JAKARTA, KOMPAS — Mantan Kepala Polsek Pasirwangi di Garut, Jawa Barat, Ajun Komisaris Sulman Aziz mengaku menjadi korban dari perintah atasannya untuk memihak salah satu pasangan calon pada Pemilihan Presiden 2019.
Namun, secara terpisah, Kepala Polres Garut Ajun Komisaris Besar Budi Satria Wiguna menegaskan, tidak pernah mengarahkan bawahannya untuk memihak ke salah satu pasangan calon di Pemilihan Presiden 2019.
Sulman Aziz, dengan difasilitasi kantor Bantuan Hukum dan Hak Asasi Manusia Lokataru, menggelar jumpa pers di Jakarta, Minggu (31/3/2019). Ia didampingi Direktur Kantor Hukum dan HAM Lokataru Haris Azhar.
”Saya ini sudah 27 tahun menjadi polisi. Saya sudah ditugaskan ke mana-mana. Tetapi, baru di Pilpres 2019 ini ada perintah untuk berpihak kepada salah satu calon,” ujarnya.

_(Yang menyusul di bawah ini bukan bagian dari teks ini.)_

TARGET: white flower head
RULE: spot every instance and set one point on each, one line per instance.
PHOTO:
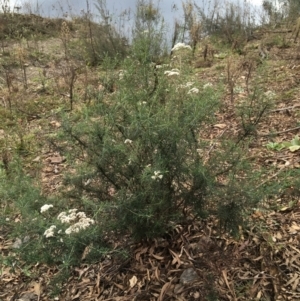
(194, 90)
(128, 141)
(181, 46)
(157, 175)
(45, 208)
(207, 85)
(50, 232)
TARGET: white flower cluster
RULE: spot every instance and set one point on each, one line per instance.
(194, 91)
(157, 175)
(128, 141)
(45, 208)
(78, 219)
(81, 221)
(207, 85)
(172, 72)
(50, 232)
(181, 46)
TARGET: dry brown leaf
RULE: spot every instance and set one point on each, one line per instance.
(164, 289)
(220, 125)
(132, 281)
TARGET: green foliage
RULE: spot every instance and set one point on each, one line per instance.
(142, 159)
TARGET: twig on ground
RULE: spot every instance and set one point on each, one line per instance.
(281, 132)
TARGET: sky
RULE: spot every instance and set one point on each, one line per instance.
(55, 8)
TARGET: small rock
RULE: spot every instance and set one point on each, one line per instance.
(189, 275)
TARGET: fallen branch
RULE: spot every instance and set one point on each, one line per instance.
(281, 132)
(283, 109)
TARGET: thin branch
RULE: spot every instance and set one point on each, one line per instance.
(281, 132)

Perintah itu, menurut dia, disampaikan Kepala Polres (Kapolres) Garut dalam rapat rutin awal Februari lalu. Ia dan 21 pimpinan polsek di Garut dipanggil Kapolres untuk melakukan pendataan terhadap wilayah yang menjadi basis dukungan dua pasang calon (paslon) presiden dan wakil presiden, yaitu paslon nomor 01 Joko Widodo-Ma’ruf Amin dan paslon nomor 02 Prabowo Subianto-Sandiaga Uno.
Dalam acara itu, menurut Sulman, juga ada perintah untuk mendukung salah satu paslon. ”Kami lalu diperintahkan untuk melakukan penggalangan. Saya menyampaikan itu semua demi keamanan rekan saya di kepolisian,” katanya.

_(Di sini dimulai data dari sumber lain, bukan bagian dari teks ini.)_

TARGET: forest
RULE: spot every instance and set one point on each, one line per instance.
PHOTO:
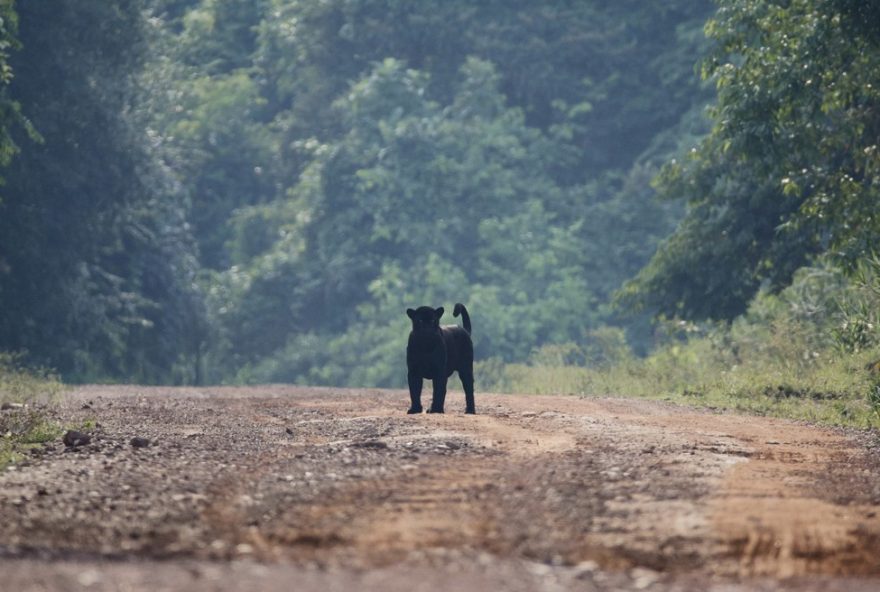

Sampai saat ini, Sulman menyatakan, tidak pernah secara langsung mendapat ancaman. Namun, pada 8 Maret, ia dimutasi dari posisinya sebagai pimpinan di Polsek Pasirwangi. Selanjutnya, ia akan bekerja sebagai Kanit Seksi Pelanggaran, Subdit Gakkum, Direktorat Lalu Lintas Polda Jawa Barat.
Menurut Sulman, dia dipindahkan karena pernah berfoto dengan salah satu tokoh pemenangan paslon dalam suatu acara di Pasirwangi, Garut, 25 Februari 2019.
”Saat itu, saya hanya melaksanakan tugas saya sebagai kapolsek, yaitu memastikan bahwa kegiatan yang dilaksanakan di wilayah saya berjalan sesuai dengan ketentuan. Kemudian saya berfoto untuk dilaporkan kepada Kapolres bahwa saya berkoordinasi dengan panitia,” katanya.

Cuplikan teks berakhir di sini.